Since the fall of the Soviet Unión all things red seem to have been going rather out of fashion. Of the officially communist countries of China, Laos, Vietnam, North Korea and Cuba, only the latter two still look vaguely communist. But, even for North Korea and Cuba the last ten years have seen a much more pragmatic embracing of market forces. Cuba in particular has seen it’s restaurant, bar and indeed street food scene go through a real revolution (no pun intended), and even North Korea has more of a “scene” now. And of course there’s Venezuela, which depending on what side of the fence you sit is either a failed state, or a victim of US imperialism.
But, the world is an interesting place, and there are a lot of experimental, or existing systems that people don’t really talk about. Rojava in Syria for example is experimenting with a form of anarchism, that in some ways is going quite successfully.
And then there’s Nauru. Nauru famously was one of the richest countries in the world due it’s phosphate reserves, until bad investments made it on the verge of bankruptcy. Australia then introduced their “pacific solution”, which despite its controversy has provided a financial lifeline to the Republic of Nauru.
It has also in many ways socialised the country along pacific lines. The nation has a 19 member parliament based around tribal lines, with government done by consensus rather than party politics, led by the President of Nauru, who can be removed by parliament.
The interesting part though is that whilst private business is not only allowed, but encouraged 95 percent of the country are employed by state, and there is no income tax.
Now whilst this might not sound sustainable it is a well fed nation (so much so they are obese). most people have cars, and no one is homeless.
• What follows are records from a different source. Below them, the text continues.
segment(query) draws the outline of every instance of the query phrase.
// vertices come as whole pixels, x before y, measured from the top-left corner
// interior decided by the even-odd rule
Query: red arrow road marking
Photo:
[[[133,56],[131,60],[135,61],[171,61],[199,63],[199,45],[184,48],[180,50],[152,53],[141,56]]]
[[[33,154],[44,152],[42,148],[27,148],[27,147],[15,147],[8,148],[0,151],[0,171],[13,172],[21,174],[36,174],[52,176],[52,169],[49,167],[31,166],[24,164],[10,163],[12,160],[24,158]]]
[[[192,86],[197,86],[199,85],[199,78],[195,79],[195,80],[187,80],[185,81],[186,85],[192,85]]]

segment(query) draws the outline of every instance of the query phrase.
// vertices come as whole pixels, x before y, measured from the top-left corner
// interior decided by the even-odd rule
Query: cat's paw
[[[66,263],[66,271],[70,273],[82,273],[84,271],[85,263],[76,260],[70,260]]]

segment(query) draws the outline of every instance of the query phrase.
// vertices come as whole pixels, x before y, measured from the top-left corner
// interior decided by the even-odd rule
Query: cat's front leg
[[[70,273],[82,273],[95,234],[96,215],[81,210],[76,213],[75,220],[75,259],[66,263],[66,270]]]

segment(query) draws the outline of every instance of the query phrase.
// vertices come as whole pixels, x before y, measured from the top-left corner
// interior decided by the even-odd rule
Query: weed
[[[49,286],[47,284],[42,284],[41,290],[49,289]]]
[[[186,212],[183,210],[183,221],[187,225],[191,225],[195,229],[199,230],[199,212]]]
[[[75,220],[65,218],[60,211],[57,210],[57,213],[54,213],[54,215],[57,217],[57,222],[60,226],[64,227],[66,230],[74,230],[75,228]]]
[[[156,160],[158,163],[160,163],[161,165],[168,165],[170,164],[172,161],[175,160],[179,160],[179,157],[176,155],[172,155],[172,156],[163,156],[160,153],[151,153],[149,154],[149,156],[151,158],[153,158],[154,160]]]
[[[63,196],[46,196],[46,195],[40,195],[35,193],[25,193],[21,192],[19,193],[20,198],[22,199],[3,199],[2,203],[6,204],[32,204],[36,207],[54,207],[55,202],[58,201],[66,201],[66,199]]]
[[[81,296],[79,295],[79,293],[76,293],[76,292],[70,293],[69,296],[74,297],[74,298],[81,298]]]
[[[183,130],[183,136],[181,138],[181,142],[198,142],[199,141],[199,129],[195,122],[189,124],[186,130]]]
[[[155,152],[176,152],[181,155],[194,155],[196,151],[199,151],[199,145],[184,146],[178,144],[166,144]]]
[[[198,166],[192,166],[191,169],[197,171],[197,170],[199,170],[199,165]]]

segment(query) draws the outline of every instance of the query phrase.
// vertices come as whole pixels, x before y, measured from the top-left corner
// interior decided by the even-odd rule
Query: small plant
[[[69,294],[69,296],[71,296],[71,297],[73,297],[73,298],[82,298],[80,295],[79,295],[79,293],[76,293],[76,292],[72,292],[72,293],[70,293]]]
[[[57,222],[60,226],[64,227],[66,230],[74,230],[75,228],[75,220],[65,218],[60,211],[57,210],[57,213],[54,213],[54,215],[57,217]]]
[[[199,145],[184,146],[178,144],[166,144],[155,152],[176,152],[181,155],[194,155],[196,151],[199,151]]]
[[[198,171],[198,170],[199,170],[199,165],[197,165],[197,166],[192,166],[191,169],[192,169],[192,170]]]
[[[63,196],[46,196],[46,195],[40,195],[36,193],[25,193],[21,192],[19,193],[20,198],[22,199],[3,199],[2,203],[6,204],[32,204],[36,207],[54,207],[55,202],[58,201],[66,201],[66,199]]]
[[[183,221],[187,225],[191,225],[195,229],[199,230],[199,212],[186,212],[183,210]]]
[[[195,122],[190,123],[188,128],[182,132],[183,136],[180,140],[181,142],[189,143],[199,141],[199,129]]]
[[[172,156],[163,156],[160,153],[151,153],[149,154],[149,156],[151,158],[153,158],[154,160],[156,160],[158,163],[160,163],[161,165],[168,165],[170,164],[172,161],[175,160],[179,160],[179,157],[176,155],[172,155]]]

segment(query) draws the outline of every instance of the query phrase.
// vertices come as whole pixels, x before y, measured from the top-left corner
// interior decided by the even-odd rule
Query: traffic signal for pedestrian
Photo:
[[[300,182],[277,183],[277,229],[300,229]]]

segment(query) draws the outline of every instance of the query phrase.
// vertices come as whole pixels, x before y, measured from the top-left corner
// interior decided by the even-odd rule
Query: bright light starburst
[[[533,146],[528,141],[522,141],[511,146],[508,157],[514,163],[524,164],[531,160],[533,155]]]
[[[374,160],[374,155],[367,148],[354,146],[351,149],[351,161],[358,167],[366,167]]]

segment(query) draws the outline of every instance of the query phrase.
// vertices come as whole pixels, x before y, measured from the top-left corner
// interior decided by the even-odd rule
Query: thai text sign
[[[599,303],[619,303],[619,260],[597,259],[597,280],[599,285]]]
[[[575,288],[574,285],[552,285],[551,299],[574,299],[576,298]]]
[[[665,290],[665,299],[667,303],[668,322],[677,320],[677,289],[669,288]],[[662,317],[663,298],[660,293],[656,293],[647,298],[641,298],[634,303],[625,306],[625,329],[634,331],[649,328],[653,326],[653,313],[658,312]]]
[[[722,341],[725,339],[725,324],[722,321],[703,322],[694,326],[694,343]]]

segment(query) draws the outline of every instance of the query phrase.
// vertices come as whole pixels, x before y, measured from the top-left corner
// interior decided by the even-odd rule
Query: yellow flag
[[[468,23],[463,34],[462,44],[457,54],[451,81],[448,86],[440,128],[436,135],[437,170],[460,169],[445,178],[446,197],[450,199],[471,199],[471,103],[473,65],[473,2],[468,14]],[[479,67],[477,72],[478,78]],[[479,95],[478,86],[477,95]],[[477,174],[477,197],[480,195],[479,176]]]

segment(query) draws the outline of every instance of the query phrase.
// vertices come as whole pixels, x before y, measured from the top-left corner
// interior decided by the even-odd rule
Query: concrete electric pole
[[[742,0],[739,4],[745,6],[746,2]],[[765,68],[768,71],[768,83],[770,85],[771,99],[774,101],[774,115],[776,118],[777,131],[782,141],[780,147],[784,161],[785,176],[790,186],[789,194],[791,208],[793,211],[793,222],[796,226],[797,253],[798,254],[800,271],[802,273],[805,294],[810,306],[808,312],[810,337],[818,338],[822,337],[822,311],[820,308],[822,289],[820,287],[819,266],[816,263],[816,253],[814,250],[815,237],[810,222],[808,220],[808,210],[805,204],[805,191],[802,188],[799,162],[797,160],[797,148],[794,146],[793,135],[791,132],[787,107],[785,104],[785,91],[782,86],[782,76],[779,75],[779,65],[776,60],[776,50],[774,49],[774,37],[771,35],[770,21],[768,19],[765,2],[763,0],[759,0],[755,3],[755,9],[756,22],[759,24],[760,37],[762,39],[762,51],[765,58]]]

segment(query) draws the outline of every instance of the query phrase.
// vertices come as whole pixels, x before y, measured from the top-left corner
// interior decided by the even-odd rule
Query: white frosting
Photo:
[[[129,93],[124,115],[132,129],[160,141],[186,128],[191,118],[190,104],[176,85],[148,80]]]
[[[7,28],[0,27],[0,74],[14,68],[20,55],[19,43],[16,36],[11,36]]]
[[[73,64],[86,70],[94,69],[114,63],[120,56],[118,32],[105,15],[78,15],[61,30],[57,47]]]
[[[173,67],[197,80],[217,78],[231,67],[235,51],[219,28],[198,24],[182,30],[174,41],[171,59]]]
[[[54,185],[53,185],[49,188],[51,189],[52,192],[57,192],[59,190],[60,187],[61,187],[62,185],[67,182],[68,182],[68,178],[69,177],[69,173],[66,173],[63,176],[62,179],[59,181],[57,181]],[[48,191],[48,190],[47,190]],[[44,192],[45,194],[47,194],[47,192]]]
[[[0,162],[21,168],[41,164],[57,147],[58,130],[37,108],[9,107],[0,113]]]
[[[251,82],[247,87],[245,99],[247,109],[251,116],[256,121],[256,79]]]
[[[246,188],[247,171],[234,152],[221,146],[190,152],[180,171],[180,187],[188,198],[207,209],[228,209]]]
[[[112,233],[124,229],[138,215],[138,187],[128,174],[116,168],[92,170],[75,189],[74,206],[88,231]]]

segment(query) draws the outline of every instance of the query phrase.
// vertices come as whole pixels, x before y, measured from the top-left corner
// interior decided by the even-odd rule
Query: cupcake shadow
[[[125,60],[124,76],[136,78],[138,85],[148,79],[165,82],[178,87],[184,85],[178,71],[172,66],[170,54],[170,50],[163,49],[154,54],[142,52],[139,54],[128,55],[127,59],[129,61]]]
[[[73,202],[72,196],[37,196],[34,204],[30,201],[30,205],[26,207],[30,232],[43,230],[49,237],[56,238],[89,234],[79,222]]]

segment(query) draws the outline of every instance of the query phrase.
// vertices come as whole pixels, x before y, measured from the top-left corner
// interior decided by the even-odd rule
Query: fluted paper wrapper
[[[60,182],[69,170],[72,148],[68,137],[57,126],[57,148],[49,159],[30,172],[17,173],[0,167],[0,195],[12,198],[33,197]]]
There is also a broad social safety net that includes hospitals free at the point of delivery.
In a lot of ways this kind of welfare system is rooted into pacific island culture, and you see stark similarities in places like Tuvalu, and Kiribati.
I would in no way suggest Nauru is a socialist utopia either, but much like Cuba, which is often touted as the most sustainable country on earth, the system in Nauru should at least pique the interest of the left.
And if nothing else, with the Hotel Menen you get the special vibe that only state run hotels like the Yanggakdo in North Korea, or the Alba in Caracas can give.